The historical operation behavior of electronic cookbook carries out initial user portrait label information according to the user of acquisition perfect
And amendment, obtain user's portrait label.
The portrait module determines user's portrait label of the user, packet according to log-on message and operation behavior information
It includes:
The initial user portrait label of user is determined according to user's registration information;
The real-time operation behavior of electronic cookbook carries out initial user portrait label information according to the user of acquisition perfect
And amendment, obtain user's portrait label.
Fourth aspect, the embodiment of the present invention also propose a kind of non-transient computer readable storage medium, the non-transient meter
Calculation machine readable storage medium storing program for executing stores computer instruction, and the computer instruction makes the computer execute side as described in relation to the first aspect
The step of method.
Compared with prior art, a kind of electronic cookbook intelligent recommendation method that the embodiment of the present invention proposes, by obtaining user
Log-on message and user determine user's portrait label of user, are drawn a portrait and marked according to user to the operation behavior information of electronic cookbook
Label matching recommends to the menu of user, solves the problems, such as that existing recommendation method recommendation is inaccurate, can be according to user
Demand accurately push menu to user, avoiding the time caused by user browses uninterested menu wastes, and improves
User experience.
Description of the drawings
In order to illustrate the technical solution of the embodiments of the present invention more clearly, below will be in embodiment or description of the prior art
Required attached drawing is briefly described, it should be apparent that, the accompanying drawings in the following description is only some realities of the present invention
Example is applied, it for those of ordinary skill in the art, without having to pay creative labor, can also be attached according to these
Figure obtains other attached drawings.
Fig. 1 is a kind of flow chart of electronic cookbook intelligent recommendation method provided in an embodiment of the present invention;
Fig. 2 is a kind of block diagram of electronic cookbook intelligent recommendation system provided by one embodiment of the present invention.

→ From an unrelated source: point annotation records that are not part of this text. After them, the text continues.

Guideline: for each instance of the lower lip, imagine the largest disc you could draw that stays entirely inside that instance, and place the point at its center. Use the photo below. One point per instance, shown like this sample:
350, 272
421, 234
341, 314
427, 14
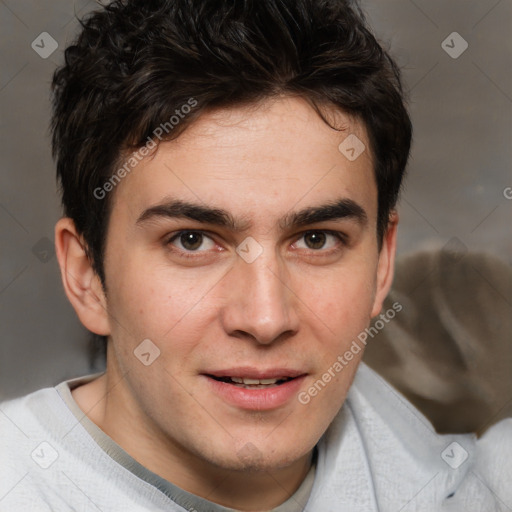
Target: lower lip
257, 399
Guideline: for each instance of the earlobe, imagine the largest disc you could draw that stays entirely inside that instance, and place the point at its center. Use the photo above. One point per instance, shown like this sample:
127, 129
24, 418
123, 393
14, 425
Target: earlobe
81, 283
386, 264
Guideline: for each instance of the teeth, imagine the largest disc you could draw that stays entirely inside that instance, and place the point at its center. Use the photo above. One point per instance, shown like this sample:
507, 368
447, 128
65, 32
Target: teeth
248, 382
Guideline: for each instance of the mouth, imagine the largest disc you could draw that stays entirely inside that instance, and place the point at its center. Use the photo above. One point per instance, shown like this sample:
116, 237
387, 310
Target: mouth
253, 389
248, 383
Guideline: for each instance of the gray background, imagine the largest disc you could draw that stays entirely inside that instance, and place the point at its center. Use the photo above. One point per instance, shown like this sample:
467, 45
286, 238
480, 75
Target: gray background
460, 167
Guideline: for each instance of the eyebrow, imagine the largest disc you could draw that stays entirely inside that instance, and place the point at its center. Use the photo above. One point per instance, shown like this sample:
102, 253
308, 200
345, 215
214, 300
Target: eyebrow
335, 210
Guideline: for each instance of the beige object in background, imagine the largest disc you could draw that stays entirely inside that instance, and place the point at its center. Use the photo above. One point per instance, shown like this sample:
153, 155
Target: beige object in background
449, 350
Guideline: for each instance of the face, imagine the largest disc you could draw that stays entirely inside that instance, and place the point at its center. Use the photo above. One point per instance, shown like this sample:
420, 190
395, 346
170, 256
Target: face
246, 251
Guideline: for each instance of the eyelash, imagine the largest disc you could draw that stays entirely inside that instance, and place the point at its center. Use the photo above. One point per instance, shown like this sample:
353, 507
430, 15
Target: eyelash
342, 239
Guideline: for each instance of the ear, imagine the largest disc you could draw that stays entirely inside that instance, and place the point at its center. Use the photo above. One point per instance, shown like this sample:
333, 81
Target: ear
81, 283
386, 264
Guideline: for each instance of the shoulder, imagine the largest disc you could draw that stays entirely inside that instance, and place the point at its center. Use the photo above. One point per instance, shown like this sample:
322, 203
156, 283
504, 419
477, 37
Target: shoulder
411, 464
26, 448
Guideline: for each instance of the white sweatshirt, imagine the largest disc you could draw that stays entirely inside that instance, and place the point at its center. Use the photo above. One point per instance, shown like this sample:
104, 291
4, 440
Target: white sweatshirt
380, 454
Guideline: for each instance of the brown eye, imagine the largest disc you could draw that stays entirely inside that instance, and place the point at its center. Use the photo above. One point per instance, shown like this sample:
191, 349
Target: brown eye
192, 241
315, 239
320, 240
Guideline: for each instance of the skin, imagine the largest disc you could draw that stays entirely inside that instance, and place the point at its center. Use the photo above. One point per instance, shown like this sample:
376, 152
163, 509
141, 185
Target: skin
297, 305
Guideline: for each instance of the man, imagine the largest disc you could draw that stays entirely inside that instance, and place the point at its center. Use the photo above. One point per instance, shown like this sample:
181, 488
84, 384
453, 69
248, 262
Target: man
229, 173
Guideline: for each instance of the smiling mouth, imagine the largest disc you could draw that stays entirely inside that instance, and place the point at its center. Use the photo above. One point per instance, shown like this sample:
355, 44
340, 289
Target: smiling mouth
247, 383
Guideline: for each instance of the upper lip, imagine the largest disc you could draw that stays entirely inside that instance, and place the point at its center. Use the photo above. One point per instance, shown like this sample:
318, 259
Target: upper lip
256, 373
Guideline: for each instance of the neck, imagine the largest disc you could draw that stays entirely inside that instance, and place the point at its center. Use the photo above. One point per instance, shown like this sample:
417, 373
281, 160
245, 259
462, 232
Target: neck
108, 405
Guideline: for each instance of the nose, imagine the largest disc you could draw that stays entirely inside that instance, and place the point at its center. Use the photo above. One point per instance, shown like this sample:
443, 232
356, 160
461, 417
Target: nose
261, 305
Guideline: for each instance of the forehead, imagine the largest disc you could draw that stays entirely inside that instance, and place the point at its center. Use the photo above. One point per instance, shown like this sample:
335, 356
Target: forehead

Specific implementation mode
In order to make the object, technical scheme and advantages of the embodiment of the invention clearer, below in conjunction with the embodiment of the present invention
In attached drawing, technical scheme in the embodiment of the invention is clearly and completely described, it is clear that described embodiment is
A part of the embodiment of the present invention, instead of all the embodiments.Based on the embodiments of the present invention, ordinary skill people
The every other embodiment that member is obtained without making creative work, shall fall within the protection scope of the present invention.
Referring to Fig.1, Fig. 1 is a kind of electronic cookbook intelligent recommendation method provided by one embodiment of the present invention, it may include with
Lower step:
From User Information Database, the log-on message of user is obtained;
Obtain operation behavior information of the user to electronic cookbook;
According to log-on message and operation behavior information, user's portrait label of the user is determined;
According to user's portrait tag match menu;
Matched menu is pushed to the user.
According to log-on message and operation behavior information, user's portrait label of the user is determined, including:
The initial user portrait label of user is determined according to user's registration information;
The historical operation behavior of electronic cookbook carries out initial user portrait label information according to the user of acquisition perfect
And amendment, obtain user's portrait label.
According to log-on message and operation behavior information, user's portrait label of the user is determined, including:
The initial user portrait label of user is determined according to user's registration information;
The real-time operation behavior of electronic cookbook carries out initial user portrait label information according to the user of acquisition perfect
And amendment, obtain user's portrait label.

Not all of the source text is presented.